Siehe 78. Sitzung am 18. Aug. 1971 TOP F. - Sprechzettel des BMWF vom 24. Aug. 1971 in B 102/132970, vgl. den Vermerk zur Entschließung des Rates der EG vom 19./20. Aug. 1971 in B 102/132971 und das Schreiben der deutschen Delegation vom 20. Aug. 1971 zu den Ergebnissen der EG-Ratstagung am 19./20. Aug. 1971 in Brüssel in B 136/8054 sowie den Vermerk des Bundeskanzleramts vom 24. Aug. 1971 in B 136/3323. - Nach Nixons Ankündigung vom 15. Aug. 1971, die Konvertibilität des US-Dollars in Gold aufzuheben, waren vom 16. bis 23. Aug. 1971 zunächst alle westeuropäischen Devisenbörsen geschlossen worden. Die EU-Mitgliedstaaten berieten in der Zwischenzeit über neue währungspolitische Konzepte. Insbesondere die Bundesregierung und die niederländische Regierung befürworteten ein Floaten aller europäischen Währungen, um das Währungsgleichgewicht wiederherzustellen und Dollarzuflüsse, die u. a. zum US-amerikanischen Zahlungsbilanzdefizit geführt hatten, abzuwenden. Die französische Regierung hielt dagegen grundsätzlich an festen Währungsparitäten fest, u. a. weil die Kursschwankungen den Außenhandel belasteten. Sie hatte sich für die Einführung eines gespaltenen Devisenkurses, d. h. für einen gestützten Kurs für den Warenverkehr und einen freien Kurs für Kapitaltransaktionen, und damit für die Einführung einer totalen Devisenkontrolle entschieden. In der Ratstagung am 19./20. Aug. 1971 hatten sich die Mitgliedstaaten nicht auf eine gemeinsame Währungspolitik einigen können. Zur Wiedereröffnung der Devisenmärkte waren mit Ausnahme Frankreichs fast alle Länder zu beweglichen Wechselkursen übergegangen.

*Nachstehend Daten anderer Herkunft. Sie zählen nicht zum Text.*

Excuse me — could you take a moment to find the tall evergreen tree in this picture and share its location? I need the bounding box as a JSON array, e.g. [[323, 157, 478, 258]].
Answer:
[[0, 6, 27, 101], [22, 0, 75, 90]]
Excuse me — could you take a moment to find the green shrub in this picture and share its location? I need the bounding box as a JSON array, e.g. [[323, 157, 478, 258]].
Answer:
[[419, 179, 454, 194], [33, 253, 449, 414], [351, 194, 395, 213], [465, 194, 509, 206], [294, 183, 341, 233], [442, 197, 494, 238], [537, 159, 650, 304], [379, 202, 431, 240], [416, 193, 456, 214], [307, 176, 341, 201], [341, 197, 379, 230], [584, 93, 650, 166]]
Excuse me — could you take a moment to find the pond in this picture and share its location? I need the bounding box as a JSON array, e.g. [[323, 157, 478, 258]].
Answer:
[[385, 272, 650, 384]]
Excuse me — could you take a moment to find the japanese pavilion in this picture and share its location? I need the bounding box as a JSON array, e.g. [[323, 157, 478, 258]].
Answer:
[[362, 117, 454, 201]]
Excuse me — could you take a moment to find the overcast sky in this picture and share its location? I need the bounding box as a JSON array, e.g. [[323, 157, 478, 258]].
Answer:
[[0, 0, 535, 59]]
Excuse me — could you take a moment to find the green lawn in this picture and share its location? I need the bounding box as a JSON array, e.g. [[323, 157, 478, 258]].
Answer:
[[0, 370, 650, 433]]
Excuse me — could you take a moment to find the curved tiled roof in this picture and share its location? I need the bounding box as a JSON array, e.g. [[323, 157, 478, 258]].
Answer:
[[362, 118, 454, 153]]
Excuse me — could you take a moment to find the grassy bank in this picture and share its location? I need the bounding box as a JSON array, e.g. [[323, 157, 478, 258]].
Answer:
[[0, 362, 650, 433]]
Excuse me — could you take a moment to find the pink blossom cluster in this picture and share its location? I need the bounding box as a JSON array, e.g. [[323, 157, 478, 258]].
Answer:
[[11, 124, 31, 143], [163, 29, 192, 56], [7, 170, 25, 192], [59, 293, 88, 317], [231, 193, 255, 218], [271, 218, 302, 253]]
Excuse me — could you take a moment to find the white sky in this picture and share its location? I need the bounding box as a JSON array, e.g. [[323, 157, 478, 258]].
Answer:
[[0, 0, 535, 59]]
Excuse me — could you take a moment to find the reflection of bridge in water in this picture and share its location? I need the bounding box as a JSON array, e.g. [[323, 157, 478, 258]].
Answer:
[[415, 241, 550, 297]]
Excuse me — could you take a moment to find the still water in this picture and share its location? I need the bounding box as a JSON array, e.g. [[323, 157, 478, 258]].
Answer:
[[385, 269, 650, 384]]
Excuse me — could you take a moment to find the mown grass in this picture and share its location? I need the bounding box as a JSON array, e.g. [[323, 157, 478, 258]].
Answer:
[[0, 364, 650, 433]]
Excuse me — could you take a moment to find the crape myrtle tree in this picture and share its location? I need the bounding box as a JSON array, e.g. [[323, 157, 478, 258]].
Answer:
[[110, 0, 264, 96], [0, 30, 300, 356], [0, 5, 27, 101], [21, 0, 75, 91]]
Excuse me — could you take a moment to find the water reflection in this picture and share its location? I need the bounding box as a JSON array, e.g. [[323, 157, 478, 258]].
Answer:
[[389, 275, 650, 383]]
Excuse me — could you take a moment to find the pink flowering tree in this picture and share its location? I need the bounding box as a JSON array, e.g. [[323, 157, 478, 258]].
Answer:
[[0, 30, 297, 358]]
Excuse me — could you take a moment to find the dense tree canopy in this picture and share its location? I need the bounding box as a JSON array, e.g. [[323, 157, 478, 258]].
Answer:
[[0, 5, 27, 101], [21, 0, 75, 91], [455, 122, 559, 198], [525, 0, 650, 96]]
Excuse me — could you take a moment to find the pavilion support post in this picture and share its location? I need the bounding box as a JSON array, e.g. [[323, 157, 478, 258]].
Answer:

Der Bundeskanzler berichtet über den Brief, den er in diesem Zusammenhang von dem italienischen Ministerpräsidenten Colombo erhalten hat, 5 und über ein Gespräch mit dem französischen Botschafter. 6

5

Emilio Colombo hatte bilaterale Gespräche im Vorfeld der nächsten Ministerratssitzung am 13. Sept. 1971 vorgeschlagen. Vgl. Colombos Schreiben an Brandt vom 24. Aug. 1971 in B 102/132970 und B 136/8054.

6

In Brandts Gespräch mit Sauvagnargues waren Gespräche auf Expertenebene vereinbart worden. Vgl. den Vermerk des Bundeskanzleramts vom 26. Aug. 1971 über ein Telefongespräch des Staatssekretärs Schöllhorn mit dem französischen Botschafter am 26. Aug. 1971 in B 102/132979.

An der Aussprache beteiligen sich der Bundeskanzler, die BM Schmidt, Schiller, Frau Strobel und Leussink sowie Sts Schöllhorn. 7

7

Fortgang 81. Sitzung am 15. Sept. 1971 TOP E (Währungspolitische Verhandlungen in Brüssel) und 84. Sitzung am 6. Okt. 1971 TOP C (Bericht über die Jahresversammlung des Internationalen Währungsfonds und der Weltbank).